The following season, the Rays continued using Stanek as an opener. He hit the disabled list on July 20, 2019, with a hip injury. He had appeared in 41 games, 27 of them starts, in 55 2/3 innings.

===Miami Marlins===
On July 31, 2019, the Rays traded Stanek and Jesús Sánchez to the Miami Marlins for pitchers Nick Anderson and Trevor Richards.
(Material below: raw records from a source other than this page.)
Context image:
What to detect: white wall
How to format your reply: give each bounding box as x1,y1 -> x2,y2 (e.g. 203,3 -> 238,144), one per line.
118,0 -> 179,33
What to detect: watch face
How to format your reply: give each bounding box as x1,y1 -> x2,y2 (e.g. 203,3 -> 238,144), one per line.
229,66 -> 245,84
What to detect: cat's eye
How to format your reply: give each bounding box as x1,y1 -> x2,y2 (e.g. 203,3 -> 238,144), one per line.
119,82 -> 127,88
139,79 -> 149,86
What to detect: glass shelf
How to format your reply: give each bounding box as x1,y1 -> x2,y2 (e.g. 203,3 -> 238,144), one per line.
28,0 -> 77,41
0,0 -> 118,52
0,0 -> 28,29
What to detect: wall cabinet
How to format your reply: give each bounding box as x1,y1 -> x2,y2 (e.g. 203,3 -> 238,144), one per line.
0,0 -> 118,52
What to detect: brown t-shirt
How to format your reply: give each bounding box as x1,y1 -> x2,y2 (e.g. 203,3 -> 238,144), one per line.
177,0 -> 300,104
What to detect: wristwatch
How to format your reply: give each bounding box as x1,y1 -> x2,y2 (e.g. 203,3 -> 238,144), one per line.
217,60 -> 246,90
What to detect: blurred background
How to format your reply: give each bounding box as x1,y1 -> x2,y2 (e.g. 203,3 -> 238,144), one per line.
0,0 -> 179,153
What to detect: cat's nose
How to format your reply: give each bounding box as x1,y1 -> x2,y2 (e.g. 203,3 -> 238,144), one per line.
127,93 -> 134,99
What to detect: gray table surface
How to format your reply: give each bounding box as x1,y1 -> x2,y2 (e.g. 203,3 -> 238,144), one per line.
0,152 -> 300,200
On August 4, 2020, Stanek was placed on the injured list after contracting COVID-19, returning a month later on September 4. In the shortened regular season, Stanek pitched to a 7.20 ERA in nine relief appearances for the Marlins. He also pitched two scoreless innings in a loss to the Atlanta Braves in the National League Division Series. On December 2, Stanek was non-tendered by the Marlins.

===Houston Astros===
On January 7, 2021, Stanek signed a one-year, $1.1 million contract with the Houston Astros. In 2021, he posted a 3–5 record, two saves, and a 3.42 ERA over 72 relief appearances.

Stanek avoided arbitration with the Astros on March 22, 2022, agreeing to a $2.1 million contract for the season. He earned his only save of the season on April 27 against the Texas Rangers, allowing one run one in the ninth and leaving runners stranded on second and third to close out a 4–3 win. After entering the July 22 game against the Seattle Mariners with the bases loaded and tying run aboard, Stanek closed out the inning en route to a 5–2 Astros win and extended a personal scoreless inning streak to 27. Stanek had 10 consecutive scoreless appearances until September 25, when the Baltimore Orioles scored a run in the eighth inning. In the 2022 season finale versus the Philadelphia Phillies, Stanek pitched a clean seventh to lower his ERA to 1.15, eclipsing the single-season franchise record for relievers set by Will Harris in 2019. He ended the regular season with a 2–1 record and one save in 54 2/3 innings over 59 relief appearances. The Astros won the World Series, defeating the Phillies to give Stanek his first career World Series title. He threw four scoreless innings in the postseason.

On January 13, 2023, Stanek agreed to a one-year, $3.6 million contract with the Astros, avoiding salary arbitration. In 55 games for Houston in 2023, he posted a 4.09 ERA with 51 strikeouts across 50^{2}⁄_{3} innings pitched.

===Seattle Mariners===
On March 10, 2024, Stanek signed a one-year, $4 million contract with the Seattle Mariners. In 46 appearances with the Mariners, he was 6–3 with 7 saves and a 4.38 ERA in 39 innings.

===New York Mets===
On July 26, 2024, the Mariners traded Stanek to the New York Mets in exchange for minor league prospect Rhylan Thomas. Across 17 games in the regular season for the Mets in 2024, Stanek posted a 6.06 ERA with 23 strikeouts across 16^{1}⁄_{3} innings pitched. However, Stanek pitched much better in the postseason, compiling a 3.38 ERA. He became a free agent after the season.

On January 30, 2025, Stanek re-signed with the Mets on a one-year, $4.5 million contract. He made 65 total appearances for New York during the regular season, compiling a 4–6 record and 5.30 ERA with 58 strikeouts and three saves over 56 innings of work.

===St. Louis Cardinals===
On January 13, 2026, Stanek signed a one-year, $3.5 million contract with the St. Louis Cardinals. He earned a save on Opening Day, then a blown save and win in the third game of the season. He did not pitch in a save situation the rest of April.

== Scouting report ==
Stanek throws a four-seam fastball which stays in the high 90s and low hundreds, as well as a slider and splitter which are in the high 80s and low 90s. In the 2024 season, he added a mid-90s sinker. In 2025, he began throwing a sweeper.

==Personal life==
Stanek is named after Baseball Hall of Famer Ryne Sandberg, who himself was named after pitcher Rinold "Ryne" Duren. Stanek is married to Survivor: David vs Goliath contestant Jessica Peet. They have two children.